Mahmoud was pronounced dead on 28 November that year.
His funeral was one of the largest ever seen in the camp.
“I haven’t recovered yet from losing Mahmoud,” Maliha said. “Ever since his death, I haven’t gone to any wedding or celebration.”
For Hadil, Mahmoud was a father figure particularly as she was very young when her own father died of natural causes.
Whether she was thinking of avenging Mahmoud’s killing or not, the family cannot know. Hadil left no letters and said nothing to her mother or friends.
However, it is known that she visited her brother’s grave just before she left the camp on the day of her killing, just a few days before the second anniversary of Mahmoud’s death.
Reopening a wound
Following Hadil’s slaying, her surviving brothers were summoned for interrogation by the Israeli army. Later the school bag that was on her back when she was killed was returned. Her mother cannot bear to see that bag.
“Hadil’s death reopened the wound all over again,” Maliha said. “She revived the pain of losing Mahmoud. Now when I look at their pictures hanging in the entrance to our home, I’m lost for words to describe my feelings.”
Only a week before Hadil’s execution, two young men had been killed in Qalandiya when more than a thousand Israeli troops invaded the camp to demolish the home of the Palestinian prisoner Muhammad Abu Shahin.
The two young men were Laith Manasra and Ahmad Abu al-Aish. Members of their families were among the first to visit Maliha Awwad and express their condolences for the loss of Hadil.
“In the camp when any martyr falls, families of all martyrs come to support [their loved ones],” Maliha said. “But not just people from the camp came. All of Hadil’s classmates and teachers came. They were just as shocked as I was.”

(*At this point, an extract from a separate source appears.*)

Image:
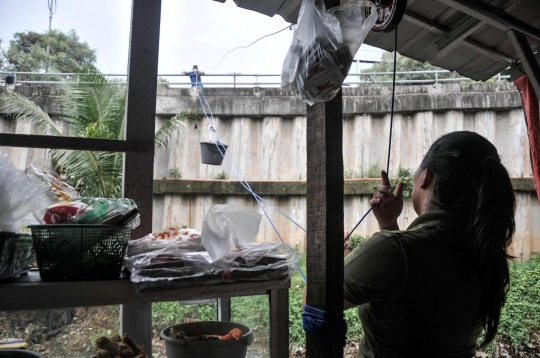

Clashes between Israeli forces and Palestinian youth have taken place on an almost daily basis since Hadil was killed. Several demonstrations demanding the return of Hadil’s body and those of other Palestinians have also been held in Qalandiya.
Maliha believes that the Israeli forces have been behaving in a highly provocative manner. They cannot expect Palestinian youth not to fight back.
While Hadil’s school bag was returned, her body is still being held by Israel.
According to the Jerusalem Legal Aid and Human Rights Center, Israel has refused to transfer the bodies of more than 50 other Palestinians killed since October to their families.
Hadil is among the 12 children whose bodies haven’t been returned.
Maliha Awwad dreamed of seeing her daughter working in the white uniform of a doctor. Now Maliha only wants to have the right of covering the young girl in a white shroud and attending her funeral.
“I want to see her and bury her,” Maliha said. “Is that too much to ask?”